Em declarações à saída de uma reunião com o primeiro-ministro do Governo eleito, Aristides Gomes, e ladeado de vários representantes da comunidade internacional, entre os quais o embaixador de Portugal, António Alves de Carvalho, o diplomata afirmou que não percebe qual é o problema que se passa na Guiné-Bissau.

“Hoje, dia 04 de novembro, faltam apenas 20 dias para as eleições presidenciais.

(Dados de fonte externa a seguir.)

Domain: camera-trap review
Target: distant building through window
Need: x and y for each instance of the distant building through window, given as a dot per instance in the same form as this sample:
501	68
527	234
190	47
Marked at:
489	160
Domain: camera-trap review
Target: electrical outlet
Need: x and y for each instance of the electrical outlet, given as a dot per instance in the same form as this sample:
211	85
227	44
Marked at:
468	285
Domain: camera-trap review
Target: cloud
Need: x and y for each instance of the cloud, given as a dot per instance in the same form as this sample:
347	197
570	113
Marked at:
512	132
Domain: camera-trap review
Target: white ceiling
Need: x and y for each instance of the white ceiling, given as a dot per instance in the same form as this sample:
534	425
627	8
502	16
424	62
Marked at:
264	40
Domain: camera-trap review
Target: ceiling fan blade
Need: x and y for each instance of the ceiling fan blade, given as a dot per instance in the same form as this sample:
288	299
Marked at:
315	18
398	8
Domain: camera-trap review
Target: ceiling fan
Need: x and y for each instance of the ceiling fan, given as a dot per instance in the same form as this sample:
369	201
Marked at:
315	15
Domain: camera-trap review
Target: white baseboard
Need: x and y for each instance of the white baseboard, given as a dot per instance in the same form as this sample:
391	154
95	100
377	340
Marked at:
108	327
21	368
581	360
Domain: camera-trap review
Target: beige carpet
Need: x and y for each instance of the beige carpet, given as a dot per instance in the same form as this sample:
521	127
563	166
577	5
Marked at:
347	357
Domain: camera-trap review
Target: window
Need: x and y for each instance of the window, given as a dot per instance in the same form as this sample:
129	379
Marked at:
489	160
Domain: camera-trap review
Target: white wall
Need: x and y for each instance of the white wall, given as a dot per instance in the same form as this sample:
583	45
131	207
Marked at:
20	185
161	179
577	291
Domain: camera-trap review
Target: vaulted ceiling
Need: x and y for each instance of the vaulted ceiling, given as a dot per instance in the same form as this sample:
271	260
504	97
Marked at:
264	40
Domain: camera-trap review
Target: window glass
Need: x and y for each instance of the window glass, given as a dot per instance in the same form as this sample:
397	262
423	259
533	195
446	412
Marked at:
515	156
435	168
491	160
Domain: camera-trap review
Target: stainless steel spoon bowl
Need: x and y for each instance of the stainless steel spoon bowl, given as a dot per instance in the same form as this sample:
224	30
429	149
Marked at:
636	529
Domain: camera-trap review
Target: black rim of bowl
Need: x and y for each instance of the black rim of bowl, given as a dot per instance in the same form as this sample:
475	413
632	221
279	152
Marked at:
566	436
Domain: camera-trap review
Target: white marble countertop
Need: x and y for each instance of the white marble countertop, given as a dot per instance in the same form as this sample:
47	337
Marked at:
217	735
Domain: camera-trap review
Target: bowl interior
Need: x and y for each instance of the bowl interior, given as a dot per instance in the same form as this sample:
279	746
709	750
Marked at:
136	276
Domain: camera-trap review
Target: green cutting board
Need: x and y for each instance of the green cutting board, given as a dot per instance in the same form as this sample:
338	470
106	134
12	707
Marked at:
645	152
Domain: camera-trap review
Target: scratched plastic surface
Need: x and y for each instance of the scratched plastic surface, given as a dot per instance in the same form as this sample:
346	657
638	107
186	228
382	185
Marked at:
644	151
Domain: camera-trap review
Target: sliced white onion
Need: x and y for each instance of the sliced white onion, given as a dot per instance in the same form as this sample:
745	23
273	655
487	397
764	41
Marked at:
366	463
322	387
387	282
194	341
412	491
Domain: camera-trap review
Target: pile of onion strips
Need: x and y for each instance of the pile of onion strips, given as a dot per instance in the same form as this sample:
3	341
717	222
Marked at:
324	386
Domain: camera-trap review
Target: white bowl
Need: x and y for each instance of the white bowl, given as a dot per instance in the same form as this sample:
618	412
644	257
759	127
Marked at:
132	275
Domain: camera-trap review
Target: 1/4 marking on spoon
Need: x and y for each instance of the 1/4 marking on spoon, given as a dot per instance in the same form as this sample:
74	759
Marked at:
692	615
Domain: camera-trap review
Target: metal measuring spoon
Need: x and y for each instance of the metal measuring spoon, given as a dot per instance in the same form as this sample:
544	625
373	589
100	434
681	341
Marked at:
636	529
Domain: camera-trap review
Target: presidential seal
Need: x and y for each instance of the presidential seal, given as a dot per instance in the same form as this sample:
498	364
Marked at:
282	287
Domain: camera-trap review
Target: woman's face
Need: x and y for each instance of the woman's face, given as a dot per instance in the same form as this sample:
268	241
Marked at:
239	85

Estamos aqui todos para dar o nosso apoio, a solidariedade dos governos dos nossos país e povos, para com o Governo do primeiro-ministro, Aristides Gomes”, declarou Tulinanbo Mushingi, que se expressa fluentemente em português.

“Consideramos que o Governo do primeiro-ministro, Aristides Gomes, está a trabalhar bem”

Sempre realçando que fala em nome da comunidade internacional, o embaixador norte-americano defendeu que o Governo exonerado pelo Presidente cessante da Guiné-Bissau, José Mário Vaz, está a trabalhar bem e merece total confiança dos parceiros do país.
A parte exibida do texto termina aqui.